We fished two days and after practicing the first day, we felt like we had the system down, but only a fish would tell,” Pam added. “It wasn’t long before a spearfish obliged us. It came in on a teaser, the boys worked as a seamless team, Kevin gave the signal and I cast the fly. It was beautiful to watch that spearfish attack that colorful fly. It was so hungry it couldn’t miss and we were on! That’s an incredible feeling to practice something and turn it into reality. We were all really happy and went to work to catch that fish.”
Pam started laughing at this point, because in a snap, everything discombobulated.
“We got pretty close to the fish and we were thinking ‘just a bit more and we got this,’ when it took off on a dive,” she said. “We still can’t figure out how this happened, but a side plate on the fly reel just fell off during this run, right into the ocean! Half of the fishing reel was just gone, over the side and sinking toward the bottom. Now what were we supposed to do?
“Kevin said he’d jump in and get it and I thought, what? And follow it down to the bottom of the sea? Then we figured out that the line was still running through the side plate and we were still hooked to the fish, so the decision was made to pull the line by hand and get the side plate and the fish back to the boat. It wasn’t going to be a world record now, so why not get dinner?”

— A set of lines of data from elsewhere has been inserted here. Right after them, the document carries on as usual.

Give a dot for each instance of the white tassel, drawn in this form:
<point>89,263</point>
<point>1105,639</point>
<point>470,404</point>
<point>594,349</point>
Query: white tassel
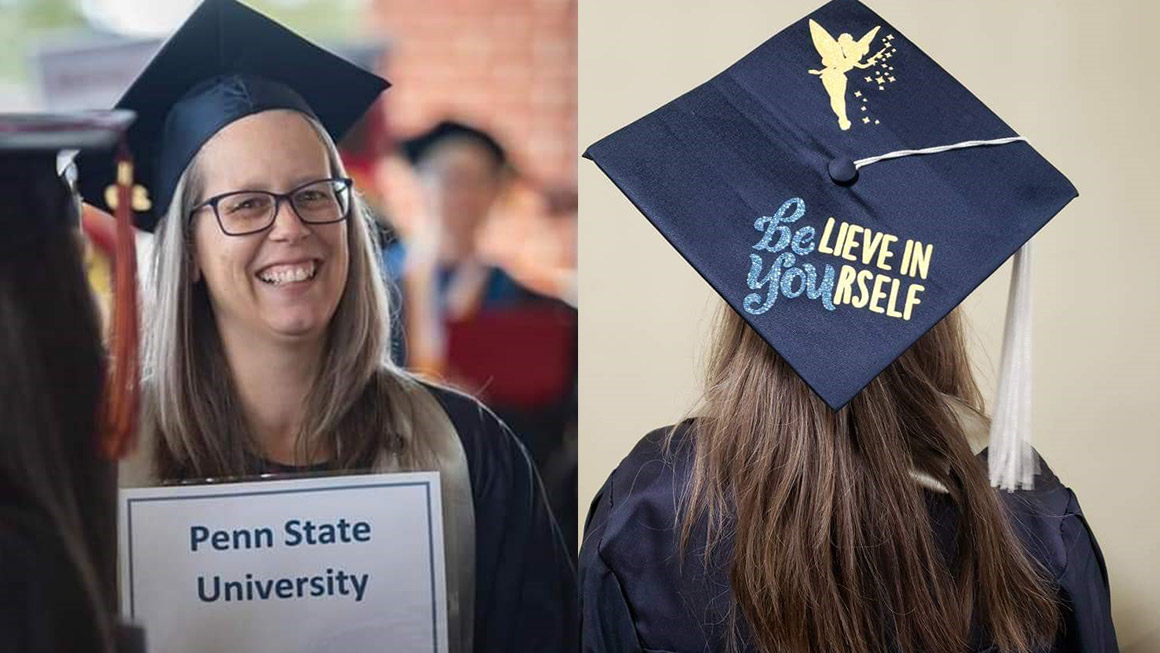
<point>1010,458</point>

Around here, there are a lot of hand line fishermen. However, they are pulling cord with heavy monofilament leaders. Fly line has a lot of diameter, but the weakest point in the system is that 16 pound test “tippet”. How do you keep from breaking that weak line, when pulling by hand?
Pam again praised her crew.
“You know these guys are great leadermen, because they understand that catching fish on light tackle means that a fish comes to leader having felt very little pressure on the hook,” she said. “This is when they use finesse and not brute strength. They applied this same thinking in this instance and just babied that fish up. We missed a record but we had a great Bar B Q.”

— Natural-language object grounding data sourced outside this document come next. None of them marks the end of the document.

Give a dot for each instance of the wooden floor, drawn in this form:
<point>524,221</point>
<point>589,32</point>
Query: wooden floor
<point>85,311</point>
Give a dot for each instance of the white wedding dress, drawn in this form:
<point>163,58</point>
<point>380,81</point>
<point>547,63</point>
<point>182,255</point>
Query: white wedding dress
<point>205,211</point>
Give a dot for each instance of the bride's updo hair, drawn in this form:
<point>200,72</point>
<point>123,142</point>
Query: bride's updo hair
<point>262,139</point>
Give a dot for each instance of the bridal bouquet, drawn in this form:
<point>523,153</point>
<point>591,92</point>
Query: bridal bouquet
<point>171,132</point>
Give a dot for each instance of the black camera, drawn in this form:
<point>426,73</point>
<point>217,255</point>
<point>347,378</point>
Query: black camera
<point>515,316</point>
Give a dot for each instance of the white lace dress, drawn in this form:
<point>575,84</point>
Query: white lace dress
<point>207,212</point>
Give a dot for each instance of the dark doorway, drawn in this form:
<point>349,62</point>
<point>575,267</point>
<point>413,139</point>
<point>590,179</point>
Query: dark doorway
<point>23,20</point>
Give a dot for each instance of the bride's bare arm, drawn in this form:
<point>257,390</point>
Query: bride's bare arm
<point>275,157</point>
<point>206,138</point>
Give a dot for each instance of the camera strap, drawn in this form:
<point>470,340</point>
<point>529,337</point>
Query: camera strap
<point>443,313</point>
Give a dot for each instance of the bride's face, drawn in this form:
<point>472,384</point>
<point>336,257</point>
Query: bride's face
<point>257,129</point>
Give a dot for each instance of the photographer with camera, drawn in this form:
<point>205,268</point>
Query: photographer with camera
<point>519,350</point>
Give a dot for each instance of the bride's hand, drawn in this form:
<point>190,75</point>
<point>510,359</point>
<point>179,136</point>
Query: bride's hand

Well fed but hungry for revenge, the team went back to work the following day, and once again, a spearfish obliged. Everything went right in the beginning and the reel stayed together through to the end. During the 35 minute fight, the spearfish tried every spearfish trick in the book. It dug its heels in and stayed down, then up it came, running and jumping like a snake running low hurdles, but it wouldn’t get away.

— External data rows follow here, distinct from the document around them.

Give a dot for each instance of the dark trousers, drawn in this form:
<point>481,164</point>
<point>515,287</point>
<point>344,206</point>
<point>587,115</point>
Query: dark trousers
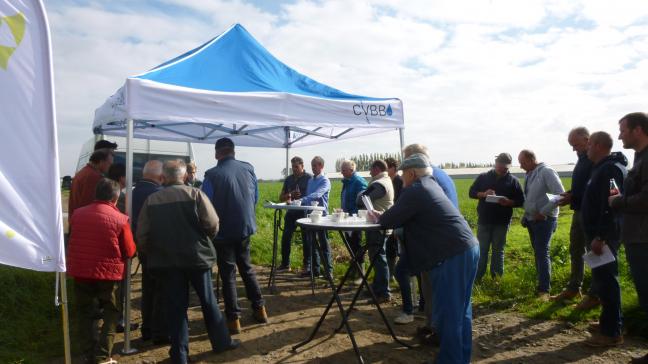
<point>232,254</point>
<point>177,281</point>
<point>87,294</point>
<point>154,313</point>
<point>290,226</point>
<point>606,278</point>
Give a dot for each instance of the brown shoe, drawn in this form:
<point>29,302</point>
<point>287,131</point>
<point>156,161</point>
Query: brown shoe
<point>602,341</point>
<point>588,303</point>
<point>260,315</point>
<point>566,295</point>
<point>234,326</point>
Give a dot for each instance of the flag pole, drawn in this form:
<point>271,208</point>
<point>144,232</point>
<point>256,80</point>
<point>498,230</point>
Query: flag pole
<point>63,302</point>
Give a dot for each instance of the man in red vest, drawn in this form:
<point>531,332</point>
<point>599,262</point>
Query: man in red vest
<point>100,242</point>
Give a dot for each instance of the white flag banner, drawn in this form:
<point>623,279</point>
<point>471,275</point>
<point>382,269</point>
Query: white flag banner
<point>31,228</point>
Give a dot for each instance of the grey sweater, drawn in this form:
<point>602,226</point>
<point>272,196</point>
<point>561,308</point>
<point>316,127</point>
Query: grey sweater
<point>540,181</point>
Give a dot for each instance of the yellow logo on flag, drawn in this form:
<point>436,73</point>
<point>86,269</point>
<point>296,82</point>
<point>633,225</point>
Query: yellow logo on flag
<point>11,40</point>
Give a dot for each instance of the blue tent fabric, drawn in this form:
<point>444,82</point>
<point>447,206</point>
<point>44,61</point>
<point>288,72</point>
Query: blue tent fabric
<point>236,62</point>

There is a process to qualification for a world record. There are forms and signatures to sign by angler, skipper, crew and witnesses. The scale must be certified and up to date. A line sample has to be collected and lots of photos taken. Once the evidence is compiled, one packages it up and sends it to the International Game Fishing Association, down in South Florida. There, they go through it all as if to verify the Mona Lisa as authentic, and they pull the line on a high tech machine to make sure it does not break at a heavier weight than claimed.
Pam has held two other spearfish records over the years. In 1993 she caught a 31 pound, 8 ounce spearfish using eight pound test. In 1999 she qualified a 29 pound, 1 ounce spear fishing with six pound test. Both were awarded but both have since fallen. Not counting her most recent catch, only one of Pam’s fourteen world records still stands.
Pam’s new record on a fly rod, should it qualify, would be a bit like Taj Mahal winning a Grammy for a song recorded with a local band in Mongolia after just two rehearsals.
Why not? It’s a big world. Pam is 69 and Taj is 75 and folks like them are an inspiration to get out in that world, keep doing what you do because it is what you do, and keep learning new things.
And if someone waves a list of their life accomplishments in your face, wave a fly rod in theirs.